O, toen wist ik pas, hoeveel ik van Moe hield!
Toen ik thuis kwam, lag ze te bed. Tine had een warme kruik gemaakt, want Moe's voeten waren als marmer zoo koud, maar twee kleurtjes brandden op haar wangen en haar polsen en slapen joegen, en haar hart klopte om te breken.
| |
| |
De dokter kwam, en de meid, die Truus gehaald had, kwam met Truus en Frans.
En we stonden allen om het bed, allen, en dat gaf me zoo'n gerust gevoel, ik dacht, dat we met ons allen Moe wel goed zouden kunnen verzorgen.... Och, toen ik het dacht, toen stond de dokter zachtjes op en wenkte ons: daar lag ons arm, lief moedertje met gesloten oogen. Het was nog even of een zucht haar over de lippen gleed....

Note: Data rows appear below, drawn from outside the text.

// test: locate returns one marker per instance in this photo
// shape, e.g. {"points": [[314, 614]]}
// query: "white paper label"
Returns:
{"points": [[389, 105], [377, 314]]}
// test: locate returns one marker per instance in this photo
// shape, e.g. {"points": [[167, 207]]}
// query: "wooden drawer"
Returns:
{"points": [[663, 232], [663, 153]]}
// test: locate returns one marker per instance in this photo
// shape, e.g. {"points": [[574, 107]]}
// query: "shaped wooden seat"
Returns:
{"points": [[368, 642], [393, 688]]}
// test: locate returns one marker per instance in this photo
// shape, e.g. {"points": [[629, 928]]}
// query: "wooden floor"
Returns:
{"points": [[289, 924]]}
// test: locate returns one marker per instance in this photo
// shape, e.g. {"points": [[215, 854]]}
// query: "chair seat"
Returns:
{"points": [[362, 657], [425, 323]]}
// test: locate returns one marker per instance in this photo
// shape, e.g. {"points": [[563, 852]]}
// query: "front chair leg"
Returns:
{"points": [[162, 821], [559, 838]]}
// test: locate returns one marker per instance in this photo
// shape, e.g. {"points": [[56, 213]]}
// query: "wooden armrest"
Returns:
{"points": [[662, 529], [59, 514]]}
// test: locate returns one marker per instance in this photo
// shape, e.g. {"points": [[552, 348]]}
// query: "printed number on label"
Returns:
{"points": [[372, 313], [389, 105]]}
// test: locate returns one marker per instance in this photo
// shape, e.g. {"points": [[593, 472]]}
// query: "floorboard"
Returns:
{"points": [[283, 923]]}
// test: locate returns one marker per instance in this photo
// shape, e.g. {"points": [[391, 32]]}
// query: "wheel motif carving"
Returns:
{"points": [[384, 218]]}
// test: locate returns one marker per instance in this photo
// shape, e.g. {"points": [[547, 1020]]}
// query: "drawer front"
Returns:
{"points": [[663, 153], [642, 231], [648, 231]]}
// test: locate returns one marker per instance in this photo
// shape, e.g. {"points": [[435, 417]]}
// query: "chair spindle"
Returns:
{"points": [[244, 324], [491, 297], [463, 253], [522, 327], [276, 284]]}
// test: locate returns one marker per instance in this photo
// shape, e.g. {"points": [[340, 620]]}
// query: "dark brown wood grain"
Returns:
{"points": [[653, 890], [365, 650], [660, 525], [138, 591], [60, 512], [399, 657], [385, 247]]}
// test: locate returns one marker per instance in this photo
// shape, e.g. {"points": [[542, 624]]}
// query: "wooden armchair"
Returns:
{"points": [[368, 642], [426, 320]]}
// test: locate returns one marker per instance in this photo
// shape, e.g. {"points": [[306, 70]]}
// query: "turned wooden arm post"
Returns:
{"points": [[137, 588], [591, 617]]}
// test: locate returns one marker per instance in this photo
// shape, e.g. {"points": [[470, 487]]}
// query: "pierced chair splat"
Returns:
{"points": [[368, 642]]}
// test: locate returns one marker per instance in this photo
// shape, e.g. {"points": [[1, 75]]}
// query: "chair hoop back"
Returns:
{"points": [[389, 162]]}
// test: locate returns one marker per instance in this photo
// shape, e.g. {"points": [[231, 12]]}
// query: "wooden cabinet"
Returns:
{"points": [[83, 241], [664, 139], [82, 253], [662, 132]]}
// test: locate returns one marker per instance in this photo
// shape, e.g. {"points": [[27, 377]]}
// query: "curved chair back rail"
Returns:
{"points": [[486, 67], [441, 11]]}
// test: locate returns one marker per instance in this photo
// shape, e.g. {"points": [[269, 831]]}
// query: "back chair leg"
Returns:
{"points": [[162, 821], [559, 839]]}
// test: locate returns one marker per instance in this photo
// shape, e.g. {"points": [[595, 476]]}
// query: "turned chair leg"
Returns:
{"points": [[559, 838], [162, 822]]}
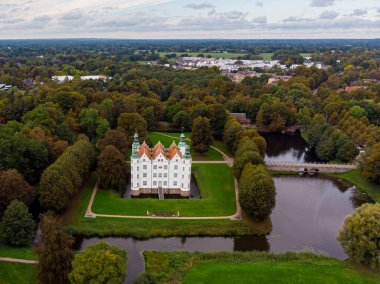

Arm, zoet moedertje, ik had u nog zooveel te zeggen. Ik had u nog zooveel te vragen. Ik was nog zoo graag eens door u gekust.
Ik heb zooveel geschreid, en nu, nu ik niet meer schrei, nu de gordijnen in huis weer opgehaald zijn en de zon weer als vroeger binnenkomt, nu voel ik me bedroefder dan ooit. We voelen het zoo, den heelen dag door, dat u weg bent, we missen u zoo.
Tine ziet zoo bleek, en Annie werkt zoo hard voor haar examen. O, Moeke, wat zou ze graag gewild hebben, dat u getuige van haar slagen geweest waart.
Het is zoo leeg in huis, nu u het verlaten hebt.
Tante Louise komt iederen dag hier en ze is zoo goed voor ons, en ze troost ons. Voor mij ook is ze lief en ze weet toch, dat ik altijd zoo'n naar kind ben geweest.
O, wat moet ik u dikwijls verdriet gedaan hebben met mijn zucht om groot te doen! Tante Louise heeft me alles verteld, - och, ik wist het al wel: met uw dood houdt het pensioen op en we moeten voor onszelf zorgen. Ik kom mezelf nu zoo klein voor.
| |
| |
U moet wel veel van me gehouden hebben, dat u voortdurend zooveel geduld met me gehad hebt en me telkens zoo zacht berispte.
Ik ben altijd zoo'n nuf geweest en ik heb zooveel verbeelding gehad, en nu ben ik immers niets.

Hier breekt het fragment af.